Wednesday, March 23, 2011

Jokes in "The Simpsons" -continue updating

Do the bartman!-A song wrote by Michael Jackson in 1990.(http://en.wikipedia.org/wiki/Do_the_Bartman)

http://www.youtube.com/watch?v=8jmhlyuxULI

Jackson was a fan of The Simpsons, especially Bart !~~

Happy birthday Lisa-wrote by Michael Jackson for "The Simpsons"(Original in 1991)

http://www.youtube.com/watch?v=RPpw9sBTyFk

1209 HOMR

Homer: Animation is so great! Way better than...(pause several seconds to search words)
Whatever the alternative is.

The second day after Homer used their life savings to buy 500 shares of Animotion Company
TV News: After Animotion plunging 75 points this morning,
Homer: I hop plunging means up, and 75 means 200.
TV: the firm declared "super-duper bankruptcy", which is terrible news for the company's only stock owner Homer Simpson!

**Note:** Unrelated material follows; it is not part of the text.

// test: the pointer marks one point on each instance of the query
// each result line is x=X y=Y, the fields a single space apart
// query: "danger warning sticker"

Homer: Family Meeting! Family Meeting!
All right! First item, I lost our life savings in the stock market. Now let's move to the real issue! Lisa's hogging of the maple syrup!
Lisa: Well, maybe if mom didn't make such dry waffles....
Marge: Maybe if you ate some meat, you have some natural...
 Ah! You lost all our money?
Homer: I didn't lose ALL the money! There was enough for the cowbell!
The cowbell promptly shatters in Homer's hand.
Homer: Damn you, EBay!

1708 The Italian Bob

The Simpsons are in Pisa, Italy. Next to the well know leaning tower,
Homer: Wow, I've seen photos of this. But you can't really experience it until you're here! A McDonald's where you can have boozes!
Lisa: Dad! Don't you want to turn around and see the tower?
Homer: Yeah! It's a picture on my cup!

After Homer broke Mr Burns' car, he was asking for help from an old woman
Homer: Do you know anything about fixing sports car?
Old Woman: #$%^&* (Italian...)
Homer: It's a Lamborgotti Fasterossa #$%&*...
Old Woman: Americano.
Homer: Americano? What the hell could that mean? Why you people can't learn to speak my language? I learned to eat you food!

After trying to kill Bart, the sideshow Bob is thinking to start his new life somewhere.
Sideshow Bob: I need a fresh start. But where?
Bob is moving the globe and randomly points to one place.
ORLANDO
"Not in this life time!"
North Korea
"Damn it!"
Shelbyville (a fictional city adjacent to the Springfield in The Simpsons.)
"Never!"
Bartovia
"Now cut that out!"
"Ah, Tuscany! Fortune is finally smiling upon me".
Just after this, sideshow Bob is hit by a Rake...

The simpsons are running away from sideshow Bob, who is trying to kill them.
Lisa: Oh! Dad, you're driving on an ancient Roman aqueduct!
Homer: What am I supposed to use it for? Transporting water to distant urban centers?
After eventually landing on top of Trajan's Column (a Roman triumphal column) in Roman Forum,
Homer: Everyone remembers where we parked.
The Simpsons 1606
Lisa: Mr. Burn's acting nice. That's odd. He must be up to something.
Bart: Lisa, Mr. Burn is the sweetest kindest man I know.
Lisa: How many men do you know?
Bart: Basically, him and Dad.

When Mr. Burns cancels the plant employees' prescription drug plan,  Homer, Marge, Lisa, and Bart are discussing about how to solve this problem.
Suddenly, Homer's Dad break into Homer's house, and say "I got the answer!"
Homer: Dad?
Homer's Dad: Oh. Thank God! It's the right place. I broke into four homes before this one. ...

After Homer got cheap prescription drugs from Canada, Ned Flanders is asking Homer to help him.
Homer: Flanders? I don't know. Mean you haven't done anything for me since you lent me 5000 bucks yesterday!
Flanders: Yeah. I don't claim to be the perfect neighbor.